2000年代、コールドプレイがやたらとクローズアップされていましたが、どうにも好きにはなれませんでした。根本的な好みの問題で、メロディ重視のバンドなら、SNOW PATROLの方が気に入っていました。
■21世紀のメロディメーカー
最初にこのバンドのことを知ったのは、メジャー移籍した後の2004年頃、サードアルバム”FINAL STRAW”をリリースしたツアーで、日本のフジロックに出演したライブをテレビで見たときです。
曲は、FINAL STRAWの7曲目”RUN”で、凄く印象に残るメロディで気になりました。さっそく、タワレコでチェックしてアルバムを購入し、スノウ・パトロールは、お気に入りのバンドになったのです。
スノウ・パトロールは、スコットランドの都市グラスゴーを中心に活動していたバンドです。オリジナルメンバーは、ボーカル・ギターのギャリー・ライトボディ、ベースのマーク・マクレランド、ドラムのジョニー・クインにギターのネイサン・コノリーです。
スノウ・パトロールのいいところは、メロディセンスとアルバムのバランスです。アップテンポの明るめの曲とメロディアスなシリアスな曲がうまく流れを作っていて、アルバム全体で聴かせてくれます。ファイナル・ストローは、いつの間にか聴きこんだアルバムとなっていました。
■傑作アルバムEYES OPEN
出典 https://www.amazon.co.jp/
2005年に、ベースのマーク・マクレランドが脱退し、新たなベーシストとしてポール・ウィルソンが加入しました。長年サポート・キーボーディストとして活動をともにしてきたトム・シンプソンが正式メンバーとなります。
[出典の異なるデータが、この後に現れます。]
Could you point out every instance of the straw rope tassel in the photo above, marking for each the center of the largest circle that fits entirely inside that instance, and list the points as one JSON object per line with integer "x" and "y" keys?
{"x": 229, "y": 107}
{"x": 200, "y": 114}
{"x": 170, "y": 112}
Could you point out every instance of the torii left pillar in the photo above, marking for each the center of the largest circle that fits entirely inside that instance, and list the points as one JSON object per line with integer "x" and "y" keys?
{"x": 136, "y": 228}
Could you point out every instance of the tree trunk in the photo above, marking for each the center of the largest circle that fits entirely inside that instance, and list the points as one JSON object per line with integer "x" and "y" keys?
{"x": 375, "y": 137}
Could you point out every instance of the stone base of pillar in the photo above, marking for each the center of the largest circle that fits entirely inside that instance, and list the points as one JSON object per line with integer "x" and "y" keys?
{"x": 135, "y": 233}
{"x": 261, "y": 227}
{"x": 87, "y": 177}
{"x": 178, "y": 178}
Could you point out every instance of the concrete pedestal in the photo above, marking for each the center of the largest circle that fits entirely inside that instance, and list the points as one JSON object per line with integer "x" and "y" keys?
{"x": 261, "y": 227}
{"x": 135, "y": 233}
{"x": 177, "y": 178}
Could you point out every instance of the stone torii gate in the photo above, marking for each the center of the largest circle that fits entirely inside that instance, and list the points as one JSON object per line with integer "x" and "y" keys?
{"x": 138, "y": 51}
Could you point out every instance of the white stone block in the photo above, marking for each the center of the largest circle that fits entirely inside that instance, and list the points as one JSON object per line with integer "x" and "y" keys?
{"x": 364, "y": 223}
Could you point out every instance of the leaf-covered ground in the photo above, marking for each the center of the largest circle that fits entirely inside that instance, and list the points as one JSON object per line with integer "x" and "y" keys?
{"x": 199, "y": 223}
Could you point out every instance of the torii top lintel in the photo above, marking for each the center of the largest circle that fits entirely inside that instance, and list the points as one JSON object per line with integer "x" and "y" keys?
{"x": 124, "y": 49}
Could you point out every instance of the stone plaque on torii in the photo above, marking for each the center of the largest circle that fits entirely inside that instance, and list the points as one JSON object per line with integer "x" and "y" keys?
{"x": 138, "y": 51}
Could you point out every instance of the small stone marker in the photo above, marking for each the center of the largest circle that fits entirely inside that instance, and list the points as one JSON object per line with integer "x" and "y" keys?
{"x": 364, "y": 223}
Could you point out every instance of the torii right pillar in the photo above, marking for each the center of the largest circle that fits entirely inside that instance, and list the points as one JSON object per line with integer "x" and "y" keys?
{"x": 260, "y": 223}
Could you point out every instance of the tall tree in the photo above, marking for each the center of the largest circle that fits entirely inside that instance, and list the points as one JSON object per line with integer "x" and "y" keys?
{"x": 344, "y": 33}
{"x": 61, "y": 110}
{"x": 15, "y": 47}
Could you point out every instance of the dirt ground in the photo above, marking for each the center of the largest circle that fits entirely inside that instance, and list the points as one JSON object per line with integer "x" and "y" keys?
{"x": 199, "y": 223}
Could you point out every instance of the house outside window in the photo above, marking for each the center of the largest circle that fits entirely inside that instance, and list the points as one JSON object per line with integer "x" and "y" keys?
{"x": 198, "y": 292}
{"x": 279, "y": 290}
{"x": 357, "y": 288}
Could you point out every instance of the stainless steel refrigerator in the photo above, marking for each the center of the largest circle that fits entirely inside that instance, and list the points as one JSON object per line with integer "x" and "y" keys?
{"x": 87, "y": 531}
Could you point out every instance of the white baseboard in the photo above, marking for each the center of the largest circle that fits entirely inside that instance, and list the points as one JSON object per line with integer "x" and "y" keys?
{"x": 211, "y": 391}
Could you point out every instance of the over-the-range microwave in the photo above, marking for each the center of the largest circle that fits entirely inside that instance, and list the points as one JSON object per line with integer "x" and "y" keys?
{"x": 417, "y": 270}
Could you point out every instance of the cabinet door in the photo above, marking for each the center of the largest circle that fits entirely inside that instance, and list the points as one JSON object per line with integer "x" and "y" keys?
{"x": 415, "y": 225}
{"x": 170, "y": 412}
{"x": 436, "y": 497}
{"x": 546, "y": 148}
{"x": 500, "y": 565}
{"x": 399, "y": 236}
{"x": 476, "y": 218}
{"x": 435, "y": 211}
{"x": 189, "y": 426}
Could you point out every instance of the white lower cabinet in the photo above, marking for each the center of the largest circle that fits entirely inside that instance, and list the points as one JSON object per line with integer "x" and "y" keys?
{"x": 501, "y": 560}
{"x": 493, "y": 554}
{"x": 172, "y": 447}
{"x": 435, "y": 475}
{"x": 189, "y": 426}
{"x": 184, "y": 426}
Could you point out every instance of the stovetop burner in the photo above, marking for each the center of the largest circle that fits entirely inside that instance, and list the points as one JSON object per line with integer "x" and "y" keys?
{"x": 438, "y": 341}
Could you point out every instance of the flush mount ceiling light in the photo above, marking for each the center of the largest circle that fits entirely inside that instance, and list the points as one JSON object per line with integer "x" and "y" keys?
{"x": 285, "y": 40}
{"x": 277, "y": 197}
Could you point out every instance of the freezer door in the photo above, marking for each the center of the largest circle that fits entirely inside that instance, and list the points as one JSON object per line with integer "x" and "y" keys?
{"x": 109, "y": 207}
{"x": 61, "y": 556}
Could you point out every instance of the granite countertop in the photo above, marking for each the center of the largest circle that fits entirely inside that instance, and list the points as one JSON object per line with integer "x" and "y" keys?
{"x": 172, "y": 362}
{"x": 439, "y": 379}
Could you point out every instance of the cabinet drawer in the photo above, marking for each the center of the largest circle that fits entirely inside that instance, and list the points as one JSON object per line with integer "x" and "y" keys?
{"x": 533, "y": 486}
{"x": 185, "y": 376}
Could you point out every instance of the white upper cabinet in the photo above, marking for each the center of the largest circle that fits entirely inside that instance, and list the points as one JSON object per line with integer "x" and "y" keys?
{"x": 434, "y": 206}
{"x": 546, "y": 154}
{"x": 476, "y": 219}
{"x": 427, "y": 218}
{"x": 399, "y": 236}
2006年に新規メンバーを加えた5人編成となったスノウ・パトロールの4枚目のアルバム”EYES OPEN”が発表されます。このアルバムは、前のアルバム、ファイナル・ストローを超える傑作アルバムでした。
アイズ・オープンは、前作以上に練られたアルバムです。アップテンポの2曲目の”Hands Open”から、バラードの3曲目の”Chasing Cars”への流れは、何度も聴き直しました。
5曲目の”It’s Beginning to Get to Me”は明るめのポップナンバーです。スノウ・パトロールは、こういったナンバーでも持ち前のメロディセンスで実に聴かせてくれます。
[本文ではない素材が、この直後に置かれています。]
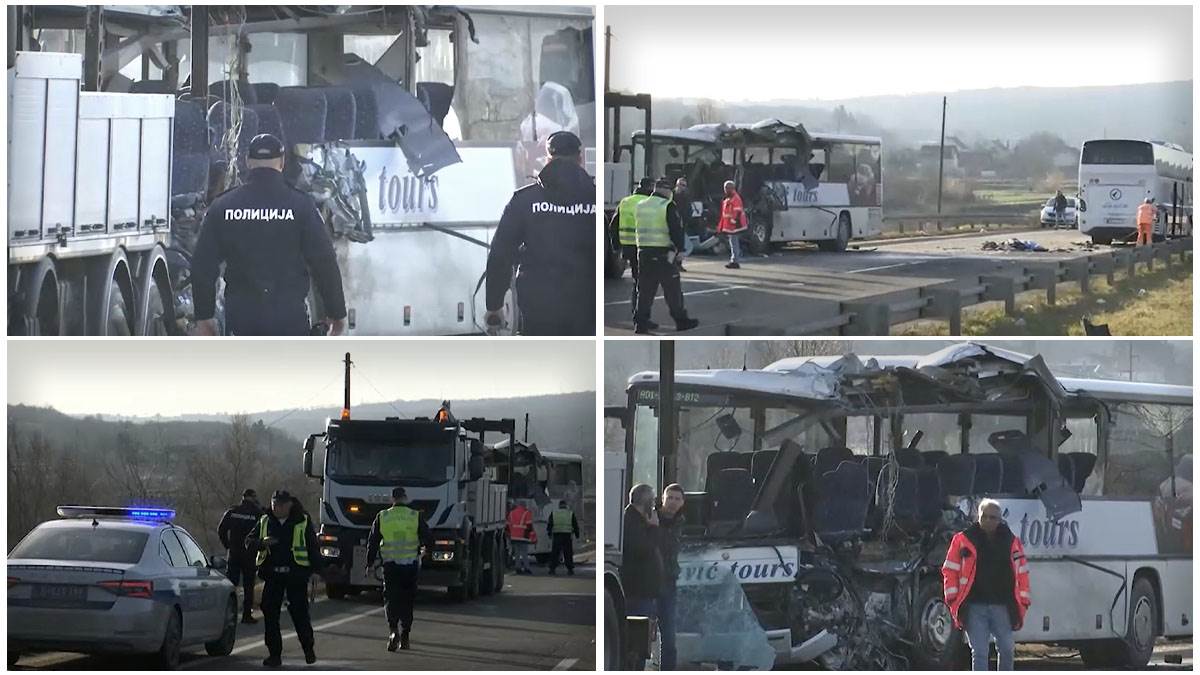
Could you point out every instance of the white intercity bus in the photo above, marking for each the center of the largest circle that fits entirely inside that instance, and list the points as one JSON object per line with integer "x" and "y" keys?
{"x": 822, "y": 494}
{"x": 1116, "y": 175}
{"x": 796, "y": 185}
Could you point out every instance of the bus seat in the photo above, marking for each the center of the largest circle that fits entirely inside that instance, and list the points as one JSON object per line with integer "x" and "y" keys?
{"x": 1081, "y": 464}
{"x": 931, "y": 458}
{"x": 223, "y": 89}
{"x": 366, "y": 114}
{"x": 340, "y": 115}
{"x": 958, "y": 475}
{"x": 829, "y": 458}
{"x": 265, "y": 91}
{"x": 719, "y": 461}
{"x": 930, "y": 499}
{"x": 1012, "y": 481}
{"x": 841, "y": 501}
{"x": 190, "y": 147}
{"x": 151, "y": 87}
{"x": 760, "y": 464}
{"x": 989, "y": 473}
{"x": 731, "y": 495}
{"x": 1067, "y": 469}
{"x": 910, "y": 458}
{"x": 219, "y": 123}
{"x": 269, "y": 120}
{"x": 303, "y": 114}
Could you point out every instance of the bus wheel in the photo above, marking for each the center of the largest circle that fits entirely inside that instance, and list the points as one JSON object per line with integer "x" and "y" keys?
{"x": 760, "y": 236}
{"x": 939, "y": 644}
{"x": 1138, "y": 646}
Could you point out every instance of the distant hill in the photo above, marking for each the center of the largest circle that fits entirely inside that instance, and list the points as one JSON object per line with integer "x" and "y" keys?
{"x": 1155, "y": 111}
{"x": 559, "y": 422}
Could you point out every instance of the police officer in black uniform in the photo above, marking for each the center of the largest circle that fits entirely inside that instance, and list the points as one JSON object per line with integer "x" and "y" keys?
{"x": 286, "y": 560}
{"x": 270, "y": 237}
{"x": 549, "y": 228}
{"x": 235, "y": 525}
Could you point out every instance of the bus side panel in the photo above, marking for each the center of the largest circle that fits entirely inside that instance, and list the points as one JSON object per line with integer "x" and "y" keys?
{"x": 430, "y": 273}
{"x": 1075, "y": 598}
{"x": 1177, "y": 615}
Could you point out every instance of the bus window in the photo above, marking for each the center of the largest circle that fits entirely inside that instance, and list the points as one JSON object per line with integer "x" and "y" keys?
{"x": 1141, "y": 442}
{"x": 840, "y": 163}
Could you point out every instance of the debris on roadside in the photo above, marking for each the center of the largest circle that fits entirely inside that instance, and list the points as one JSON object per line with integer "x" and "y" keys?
{"x": 1014, "y": 244}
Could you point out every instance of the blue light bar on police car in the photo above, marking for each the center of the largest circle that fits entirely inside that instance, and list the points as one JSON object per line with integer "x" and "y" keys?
{"x": 132, "y": 513}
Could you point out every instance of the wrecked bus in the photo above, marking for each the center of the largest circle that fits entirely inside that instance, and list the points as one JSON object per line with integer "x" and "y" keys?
{"x": 797, "y": 185}
{"x": 822, "y": 493}
{"x": 411, "y": 126}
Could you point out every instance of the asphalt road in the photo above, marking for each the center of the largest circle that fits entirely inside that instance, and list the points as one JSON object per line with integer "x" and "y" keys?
{"x": 538, "y": 622}
{"x": 801, "y": 285}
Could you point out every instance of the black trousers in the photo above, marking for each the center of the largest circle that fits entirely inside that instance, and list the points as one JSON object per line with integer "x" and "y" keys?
{"x": 630, "y": 255}
{"x": 400, "y": 593}
{"x": 654, "y": 270}
{"x": 259, "y": 316}
{"x": 241, "y": 572}
{"x": 562, "y": 545}
{"x": 295, "y": 587}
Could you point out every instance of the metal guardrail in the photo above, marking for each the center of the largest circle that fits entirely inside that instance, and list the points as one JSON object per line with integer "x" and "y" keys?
{"x": 946, "y": 300}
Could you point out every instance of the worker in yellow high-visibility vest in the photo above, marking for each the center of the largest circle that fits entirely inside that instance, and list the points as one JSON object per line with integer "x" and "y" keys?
{"x": 287, "y": 556}
{"x": 397, "y": 536}
{"x": 563, "y": 529}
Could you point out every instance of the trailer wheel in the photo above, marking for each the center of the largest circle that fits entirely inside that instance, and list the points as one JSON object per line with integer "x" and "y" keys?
{"x": 1138, "y": 646}
{"x": 41, "y": 311}
{"x": 939, "y": 644}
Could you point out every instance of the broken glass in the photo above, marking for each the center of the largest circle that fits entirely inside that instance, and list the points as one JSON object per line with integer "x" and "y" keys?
{"x": 719, "y": 626}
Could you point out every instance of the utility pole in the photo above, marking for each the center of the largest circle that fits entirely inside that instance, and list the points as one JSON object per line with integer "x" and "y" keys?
{"x": 941, "y": 163}
{"x": 607, "y": 54}
{"x": 346, "y": 400}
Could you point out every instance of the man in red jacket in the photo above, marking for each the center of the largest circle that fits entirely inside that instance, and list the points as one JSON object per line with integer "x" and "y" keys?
{"x": 985, "y": 581}
{"x": 732, "y": 223}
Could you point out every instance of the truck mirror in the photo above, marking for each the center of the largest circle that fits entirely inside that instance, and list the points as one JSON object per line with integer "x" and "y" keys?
{"x": 475, "y": 467}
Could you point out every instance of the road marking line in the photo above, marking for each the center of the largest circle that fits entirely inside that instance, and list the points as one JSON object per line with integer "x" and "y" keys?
{"x": 885, "y": 267}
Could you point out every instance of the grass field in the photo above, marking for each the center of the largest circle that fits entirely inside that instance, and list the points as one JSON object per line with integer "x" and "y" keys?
{"x": 1158, "y": 303}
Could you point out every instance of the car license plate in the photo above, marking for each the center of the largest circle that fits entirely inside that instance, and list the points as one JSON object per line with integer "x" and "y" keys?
{"x": 60, "y": 593}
7曲目の”Make This Go on Forever”は、切なく美しいバラード曲で、8曲目の”Set The Fire to The Third Bar”は、ニューヨークのシンガー・ソングライターであるマーサ・ウェインライトとのデュエット曲です。
9曲目の”Headlights on Dark Roads”で再びノリのいい曲に戻り、10曲目の”Open Your Eyes”は徐々に盛り上がってくる後半のハイライト曲です。そして、11曲目の”The Finish Line”で、美しくもメロディアスなアルバムは幕を閉じます。
フォースアルバム、アイズ・オープンは、2000年代のアルバムの中でも、1、2を争うほどの傑作アルバムでした。事実、シングルカットされたチェイシング・カーズでイギリス出身のバンドが、アメリカのトップ5以内(チャート5位)に13年振りに入るという快挙を成し遂げています(イギリスでは1位)。
実は、このアルバムEYES OPENは、Rock名盤解説でも紹介する予定でした。しかし、ロックが主流でない時代である21世紀以降のアルバムのため、今回は変則的な形で解説しました。
そして、5枚目のアルバム、”A HUNDRED MILLION SUNS”を2008年に発表します。しかし、アイズ・オープンほどの出来ではなく、イギリスでのチャートも2位に甘んじてしまいます。
6枚目のアルバム、”FALLEN EMPIRES”を2011年に発表しますが、以前ほどの存在感はなかったです。バンド自体が、2012年から活動を止めています。
スノウ・パトロールは、ロックバンドが徐々に下火になっていくときに彗星のようにあらわれたメロディメーカーであり、メジャー移籍後の傑作アルバム2枚を生み出した21世紀の優れたバンドだったのです。